Shoebat, a self-declared former terrorist who converted from Islam to Christianity, added that the Christians uttered the phrase “to accept being martyred under the blade of the Muslim scimitar.”

Ivan Plis of the Daily Caller reported that ISIS captured the hostages in a series of attacks in December and January on the Libyan city of Sirte. He provided a short history of the victims’ background.

“The victims were Copts, members of Egypt’s ancient Christian church which traces its roots to the apostle Mark, centuries before Islam entered the country,” Plis wrote. “Today’s Coptic community constitutes about 10 percent of Egypt’s population, with a robust diaspora presence abroad.”

According to Leila Fadel of NPR, 13 of the executed men came from a small, poor Egyptian town called El-Auor, “a hamlet on the Nile River that is a mix of Christians and Muslims.” Malak Shoukry recognized his brother, Yousef, among the men in that video.

“I prayed for his soul,” Shoukry said. “I heard him calling, ‘Oh Jesus,’ as he was beheaded. I’m happy and I’m proud of him. He is a martyr for Christ.”

Fadel reported that one of the men, 19-year-old Abraham Bashr Aziz, managed to avoid getting kidnapped by ISIS. He saw the kidnapping of the men in Libya by ISIS militants last month.

“I heard it and I saw that from the window,” Aziz said. “I heard them screaming, and I heard them asking about the Christians.
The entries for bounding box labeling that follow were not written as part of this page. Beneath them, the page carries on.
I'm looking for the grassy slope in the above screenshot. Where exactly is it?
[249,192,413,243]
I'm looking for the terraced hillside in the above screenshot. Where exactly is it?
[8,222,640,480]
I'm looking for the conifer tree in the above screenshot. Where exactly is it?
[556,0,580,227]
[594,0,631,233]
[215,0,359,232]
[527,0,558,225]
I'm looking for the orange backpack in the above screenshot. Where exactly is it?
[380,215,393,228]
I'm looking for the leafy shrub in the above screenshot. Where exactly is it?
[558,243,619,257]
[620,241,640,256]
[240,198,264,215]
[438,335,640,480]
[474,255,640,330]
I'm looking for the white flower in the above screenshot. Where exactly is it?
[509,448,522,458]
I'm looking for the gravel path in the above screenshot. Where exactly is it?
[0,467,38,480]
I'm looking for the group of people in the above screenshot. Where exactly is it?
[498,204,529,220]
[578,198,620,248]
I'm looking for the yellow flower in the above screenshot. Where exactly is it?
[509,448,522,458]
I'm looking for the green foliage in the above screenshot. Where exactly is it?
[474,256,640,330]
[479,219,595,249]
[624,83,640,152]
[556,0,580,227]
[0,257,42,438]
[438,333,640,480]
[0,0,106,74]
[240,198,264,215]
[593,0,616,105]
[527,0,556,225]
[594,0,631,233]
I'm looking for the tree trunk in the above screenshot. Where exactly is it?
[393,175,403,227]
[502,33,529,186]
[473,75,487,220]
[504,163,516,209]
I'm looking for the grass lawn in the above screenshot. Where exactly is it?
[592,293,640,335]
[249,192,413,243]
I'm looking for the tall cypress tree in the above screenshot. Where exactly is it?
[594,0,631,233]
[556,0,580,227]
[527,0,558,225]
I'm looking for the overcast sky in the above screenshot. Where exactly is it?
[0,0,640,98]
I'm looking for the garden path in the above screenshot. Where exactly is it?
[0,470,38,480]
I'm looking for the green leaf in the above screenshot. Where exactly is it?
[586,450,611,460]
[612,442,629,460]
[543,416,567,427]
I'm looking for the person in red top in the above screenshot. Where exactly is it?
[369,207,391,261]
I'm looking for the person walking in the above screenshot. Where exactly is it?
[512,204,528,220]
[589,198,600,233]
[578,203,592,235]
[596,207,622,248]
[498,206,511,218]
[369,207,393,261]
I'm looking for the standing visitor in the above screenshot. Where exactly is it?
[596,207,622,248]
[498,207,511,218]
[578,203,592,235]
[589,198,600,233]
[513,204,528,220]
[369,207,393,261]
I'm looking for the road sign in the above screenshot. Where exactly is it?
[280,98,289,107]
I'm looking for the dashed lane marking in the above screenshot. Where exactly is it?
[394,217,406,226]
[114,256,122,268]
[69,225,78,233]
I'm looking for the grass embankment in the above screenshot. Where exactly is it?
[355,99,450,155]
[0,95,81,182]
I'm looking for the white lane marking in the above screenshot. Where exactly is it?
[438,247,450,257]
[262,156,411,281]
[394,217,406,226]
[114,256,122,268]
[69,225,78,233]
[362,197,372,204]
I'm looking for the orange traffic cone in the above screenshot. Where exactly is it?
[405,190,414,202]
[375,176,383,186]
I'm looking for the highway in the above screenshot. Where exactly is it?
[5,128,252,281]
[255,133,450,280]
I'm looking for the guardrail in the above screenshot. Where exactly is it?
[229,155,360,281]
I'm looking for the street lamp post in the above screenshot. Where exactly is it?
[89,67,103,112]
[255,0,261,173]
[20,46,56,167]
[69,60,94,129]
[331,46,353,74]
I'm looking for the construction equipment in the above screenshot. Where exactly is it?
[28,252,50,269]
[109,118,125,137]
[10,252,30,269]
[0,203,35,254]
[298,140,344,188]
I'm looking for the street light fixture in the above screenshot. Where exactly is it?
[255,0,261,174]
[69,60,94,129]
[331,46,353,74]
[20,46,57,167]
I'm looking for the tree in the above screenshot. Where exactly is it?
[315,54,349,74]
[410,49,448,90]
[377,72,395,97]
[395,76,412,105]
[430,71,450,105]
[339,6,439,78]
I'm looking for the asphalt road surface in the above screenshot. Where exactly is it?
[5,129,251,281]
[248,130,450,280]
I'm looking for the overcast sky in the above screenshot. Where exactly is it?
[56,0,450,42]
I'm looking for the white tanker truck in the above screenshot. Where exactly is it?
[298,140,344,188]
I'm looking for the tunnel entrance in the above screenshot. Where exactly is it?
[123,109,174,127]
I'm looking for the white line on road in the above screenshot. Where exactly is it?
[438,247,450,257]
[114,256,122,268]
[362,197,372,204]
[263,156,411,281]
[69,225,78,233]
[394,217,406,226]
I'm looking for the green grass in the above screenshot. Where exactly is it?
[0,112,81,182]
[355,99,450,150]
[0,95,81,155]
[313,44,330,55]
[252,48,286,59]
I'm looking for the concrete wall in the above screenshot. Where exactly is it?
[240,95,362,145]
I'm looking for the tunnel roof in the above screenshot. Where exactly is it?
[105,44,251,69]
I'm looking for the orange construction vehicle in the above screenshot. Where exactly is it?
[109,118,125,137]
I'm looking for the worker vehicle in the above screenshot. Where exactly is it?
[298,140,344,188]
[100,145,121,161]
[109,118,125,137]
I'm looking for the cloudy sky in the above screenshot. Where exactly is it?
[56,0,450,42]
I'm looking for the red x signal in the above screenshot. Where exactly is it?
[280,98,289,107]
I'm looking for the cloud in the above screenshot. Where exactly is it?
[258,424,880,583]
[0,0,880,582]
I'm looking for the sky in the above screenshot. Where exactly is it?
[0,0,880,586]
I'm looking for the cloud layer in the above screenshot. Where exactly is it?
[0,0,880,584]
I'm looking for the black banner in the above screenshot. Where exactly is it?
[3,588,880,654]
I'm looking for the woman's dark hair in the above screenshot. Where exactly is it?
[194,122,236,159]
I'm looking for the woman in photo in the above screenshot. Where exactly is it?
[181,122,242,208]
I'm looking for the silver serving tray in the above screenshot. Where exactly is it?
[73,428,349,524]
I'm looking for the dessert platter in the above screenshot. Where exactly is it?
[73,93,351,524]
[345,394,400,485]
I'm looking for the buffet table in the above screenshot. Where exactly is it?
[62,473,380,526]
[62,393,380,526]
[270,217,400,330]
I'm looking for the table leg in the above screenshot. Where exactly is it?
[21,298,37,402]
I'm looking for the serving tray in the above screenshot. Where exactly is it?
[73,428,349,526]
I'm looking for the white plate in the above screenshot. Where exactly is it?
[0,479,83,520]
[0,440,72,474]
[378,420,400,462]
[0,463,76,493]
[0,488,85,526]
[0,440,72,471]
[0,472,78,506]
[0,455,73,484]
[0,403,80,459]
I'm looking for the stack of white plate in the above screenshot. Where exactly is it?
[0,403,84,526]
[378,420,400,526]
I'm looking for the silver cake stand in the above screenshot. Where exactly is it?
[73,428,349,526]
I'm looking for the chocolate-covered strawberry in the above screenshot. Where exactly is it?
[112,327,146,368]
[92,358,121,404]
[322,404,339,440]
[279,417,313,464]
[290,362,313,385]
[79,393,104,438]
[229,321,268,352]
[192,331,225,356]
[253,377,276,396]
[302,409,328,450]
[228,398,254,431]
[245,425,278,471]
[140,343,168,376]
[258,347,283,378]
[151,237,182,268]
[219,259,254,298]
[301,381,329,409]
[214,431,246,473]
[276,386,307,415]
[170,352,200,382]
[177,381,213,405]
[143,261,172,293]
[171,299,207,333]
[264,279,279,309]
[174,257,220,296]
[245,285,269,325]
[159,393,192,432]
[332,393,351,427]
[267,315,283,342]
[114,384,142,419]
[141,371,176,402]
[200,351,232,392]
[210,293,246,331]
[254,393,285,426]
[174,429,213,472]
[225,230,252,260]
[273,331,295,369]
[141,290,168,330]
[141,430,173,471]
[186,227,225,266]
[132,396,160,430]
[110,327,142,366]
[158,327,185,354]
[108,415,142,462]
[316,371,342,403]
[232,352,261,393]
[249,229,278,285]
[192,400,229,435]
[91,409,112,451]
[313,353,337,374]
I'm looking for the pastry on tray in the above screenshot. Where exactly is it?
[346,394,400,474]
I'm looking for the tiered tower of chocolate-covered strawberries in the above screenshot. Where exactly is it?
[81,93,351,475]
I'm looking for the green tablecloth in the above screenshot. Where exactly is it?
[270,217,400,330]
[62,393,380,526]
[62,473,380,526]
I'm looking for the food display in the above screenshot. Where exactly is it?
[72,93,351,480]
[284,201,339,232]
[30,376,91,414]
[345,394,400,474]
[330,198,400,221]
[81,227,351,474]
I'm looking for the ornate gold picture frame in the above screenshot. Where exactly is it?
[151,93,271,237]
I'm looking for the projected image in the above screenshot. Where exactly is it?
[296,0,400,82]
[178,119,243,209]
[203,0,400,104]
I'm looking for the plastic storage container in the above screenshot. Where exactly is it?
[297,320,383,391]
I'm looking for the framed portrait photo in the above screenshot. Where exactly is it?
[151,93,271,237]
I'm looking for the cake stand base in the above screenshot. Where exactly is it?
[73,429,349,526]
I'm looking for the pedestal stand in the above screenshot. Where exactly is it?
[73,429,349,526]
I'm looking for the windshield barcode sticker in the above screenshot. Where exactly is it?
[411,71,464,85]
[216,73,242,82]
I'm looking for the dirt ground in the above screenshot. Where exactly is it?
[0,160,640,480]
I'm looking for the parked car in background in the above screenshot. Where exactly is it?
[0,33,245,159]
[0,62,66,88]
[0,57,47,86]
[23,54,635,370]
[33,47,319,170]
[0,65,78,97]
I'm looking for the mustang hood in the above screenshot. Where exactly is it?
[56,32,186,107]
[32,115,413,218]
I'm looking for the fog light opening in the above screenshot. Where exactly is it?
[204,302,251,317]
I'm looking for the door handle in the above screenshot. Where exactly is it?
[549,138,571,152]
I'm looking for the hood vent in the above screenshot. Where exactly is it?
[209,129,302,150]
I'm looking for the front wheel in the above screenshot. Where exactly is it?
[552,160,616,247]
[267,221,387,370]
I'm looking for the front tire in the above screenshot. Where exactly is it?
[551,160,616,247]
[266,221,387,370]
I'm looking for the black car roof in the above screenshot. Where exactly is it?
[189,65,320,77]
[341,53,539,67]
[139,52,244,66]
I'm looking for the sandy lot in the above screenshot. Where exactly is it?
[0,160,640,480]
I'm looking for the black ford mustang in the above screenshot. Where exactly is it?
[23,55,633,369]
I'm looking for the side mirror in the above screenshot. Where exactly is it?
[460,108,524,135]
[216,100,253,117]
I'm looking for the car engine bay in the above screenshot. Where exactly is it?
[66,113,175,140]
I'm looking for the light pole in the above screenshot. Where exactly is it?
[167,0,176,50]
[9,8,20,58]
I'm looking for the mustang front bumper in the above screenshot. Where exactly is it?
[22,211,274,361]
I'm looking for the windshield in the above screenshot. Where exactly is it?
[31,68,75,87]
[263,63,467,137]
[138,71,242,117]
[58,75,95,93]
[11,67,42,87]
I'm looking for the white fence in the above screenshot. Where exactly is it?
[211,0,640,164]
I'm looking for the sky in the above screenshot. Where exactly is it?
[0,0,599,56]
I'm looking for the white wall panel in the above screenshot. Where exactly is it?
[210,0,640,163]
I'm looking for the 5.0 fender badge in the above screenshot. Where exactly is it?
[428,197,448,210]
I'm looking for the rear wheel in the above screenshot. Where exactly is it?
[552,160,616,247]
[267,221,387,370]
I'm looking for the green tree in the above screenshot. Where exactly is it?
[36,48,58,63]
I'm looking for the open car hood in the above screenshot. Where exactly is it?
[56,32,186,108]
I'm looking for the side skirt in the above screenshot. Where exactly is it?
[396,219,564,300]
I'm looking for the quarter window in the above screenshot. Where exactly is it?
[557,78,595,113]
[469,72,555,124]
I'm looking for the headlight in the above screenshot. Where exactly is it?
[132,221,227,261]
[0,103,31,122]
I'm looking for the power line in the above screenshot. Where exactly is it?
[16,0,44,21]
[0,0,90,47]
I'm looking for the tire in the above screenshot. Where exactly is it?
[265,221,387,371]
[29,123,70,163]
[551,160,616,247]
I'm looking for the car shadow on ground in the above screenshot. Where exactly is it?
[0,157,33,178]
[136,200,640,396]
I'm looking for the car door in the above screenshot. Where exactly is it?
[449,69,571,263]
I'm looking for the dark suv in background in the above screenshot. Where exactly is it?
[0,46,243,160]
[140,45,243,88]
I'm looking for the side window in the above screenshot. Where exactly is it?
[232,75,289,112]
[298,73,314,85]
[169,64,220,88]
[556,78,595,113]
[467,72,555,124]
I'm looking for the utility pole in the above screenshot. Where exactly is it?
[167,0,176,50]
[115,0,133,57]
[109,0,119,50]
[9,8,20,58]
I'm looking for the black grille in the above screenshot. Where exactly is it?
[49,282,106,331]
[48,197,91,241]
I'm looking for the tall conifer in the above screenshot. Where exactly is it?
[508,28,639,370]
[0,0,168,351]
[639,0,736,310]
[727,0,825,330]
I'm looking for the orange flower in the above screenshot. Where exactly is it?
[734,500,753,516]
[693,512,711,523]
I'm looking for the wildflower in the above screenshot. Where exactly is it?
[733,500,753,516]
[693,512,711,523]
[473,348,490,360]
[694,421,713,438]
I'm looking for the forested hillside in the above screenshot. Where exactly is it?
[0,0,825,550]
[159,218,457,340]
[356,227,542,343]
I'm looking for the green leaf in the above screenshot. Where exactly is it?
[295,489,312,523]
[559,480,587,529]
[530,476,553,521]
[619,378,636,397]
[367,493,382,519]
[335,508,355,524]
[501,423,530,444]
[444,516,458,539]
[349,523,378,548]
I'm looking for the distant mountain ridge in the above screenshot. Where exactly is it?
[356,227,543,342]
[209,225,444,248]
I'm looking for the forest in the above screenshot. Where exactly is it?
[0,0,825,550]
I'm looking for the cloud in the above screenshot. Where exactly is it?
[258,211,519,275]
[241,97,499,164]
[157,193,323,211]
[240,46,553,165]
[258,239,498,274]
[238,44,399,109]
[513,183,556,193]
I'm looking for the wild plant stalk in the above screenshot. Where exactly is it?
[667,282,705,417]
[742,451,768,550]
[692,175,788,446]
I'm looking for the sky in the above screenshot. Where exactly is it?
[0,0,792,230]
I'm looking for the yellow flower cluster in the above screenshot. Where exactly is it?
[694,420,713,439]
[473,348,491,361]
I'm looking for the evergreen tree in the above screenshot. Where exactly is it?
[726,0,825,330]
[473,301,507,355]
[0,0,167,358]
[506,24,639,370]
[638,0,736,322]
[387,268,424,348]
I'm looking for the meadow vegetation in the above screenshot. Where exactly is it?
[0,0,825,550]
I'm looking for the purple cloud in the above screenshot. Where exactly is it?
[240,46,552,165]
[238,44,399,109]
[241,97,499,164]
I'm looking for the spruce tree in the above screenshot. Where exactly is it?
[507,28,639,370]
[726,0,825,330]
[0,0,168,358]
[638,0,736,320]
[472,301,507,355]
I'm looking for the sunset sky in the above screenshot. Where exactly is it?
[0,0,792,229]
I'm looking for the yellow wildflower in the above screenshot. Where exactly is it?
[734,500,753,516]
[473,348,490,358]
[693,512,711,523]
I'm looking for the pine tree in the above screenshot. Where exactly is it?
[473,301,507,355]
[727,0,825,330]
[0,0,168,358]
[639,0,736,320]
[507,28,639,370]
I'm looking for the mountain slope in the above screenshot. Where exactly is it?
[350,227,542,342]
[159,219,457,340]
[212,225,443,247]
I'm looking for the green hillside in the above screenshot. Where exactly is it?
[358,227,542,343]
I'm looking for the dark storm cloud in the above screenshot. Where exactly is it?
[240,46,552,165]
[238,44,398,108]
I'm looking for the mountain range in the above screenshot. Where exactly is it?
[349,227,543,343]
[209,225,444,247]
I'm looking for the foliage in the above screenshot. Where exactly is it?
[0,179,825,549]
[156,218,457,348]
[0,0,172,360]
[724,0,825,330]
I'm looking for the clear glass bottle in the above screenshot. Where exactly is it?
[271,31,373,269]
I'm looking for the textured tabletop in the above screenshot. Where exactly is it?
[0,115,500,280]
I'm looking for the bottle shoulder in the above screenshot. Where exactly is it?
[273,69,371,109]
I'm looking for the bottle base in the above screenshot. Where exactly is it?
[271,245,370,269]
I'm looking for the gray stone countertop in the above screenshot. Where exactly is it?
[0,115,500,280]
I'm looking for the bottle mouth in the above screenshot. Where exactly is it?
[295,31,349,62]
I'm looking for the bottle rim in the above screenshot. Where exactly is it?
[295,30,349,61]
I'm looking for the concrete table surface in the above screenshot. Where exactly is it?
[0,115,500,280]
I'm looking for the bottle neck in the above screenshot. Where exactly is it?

They just came to kidnap the Christians.”

Aziz described the ordeal to NPR in a trembling voice. According to Aziz, the armed men arrived in four vehicles and forcibly restrained and beat his friends and relatives while they looked for him; they had Aziz’s name on their list.

“I was so afraid,” he said.

However, Aziz told NPR that like other people in his village, he had no choice but to work in highly dangerous areas such as Libya in order to economically survive. The men who were executed by ISIS probably had similar reasons being in that country.

“I need to live,” Aziz said, describing the state of his town. “We’re not going for tourism; there is no work here. Look at this village.”

Pope Francis spoke about the executed Coptic Christians in his speech on Monday, which was addressed to the Church of Scotland.

“I read about the execution of those twenty-one or twenty-two Coptic Christians,” the pope said. “Their only words were: ‘Jesus, help me!’. They were killed simply for the fact that they were Christians.”

He reaffirmed that the people executed by ISIS were unapologetic Christians, adding that it was “a testimony which cries out to be heard.”

“It makes no difference whether they be Catholics, Orthodox, Copts or Protestants. They are Christians!” Francis said. “Their blood is one and the same. Their blood confesses Christ.”

The pope added that “the martyrs belong to all Christians,” asking that everyone in the Christian faith should “pray for one another” and “continue to advance in the way of wisdom, good will, strength and peace.”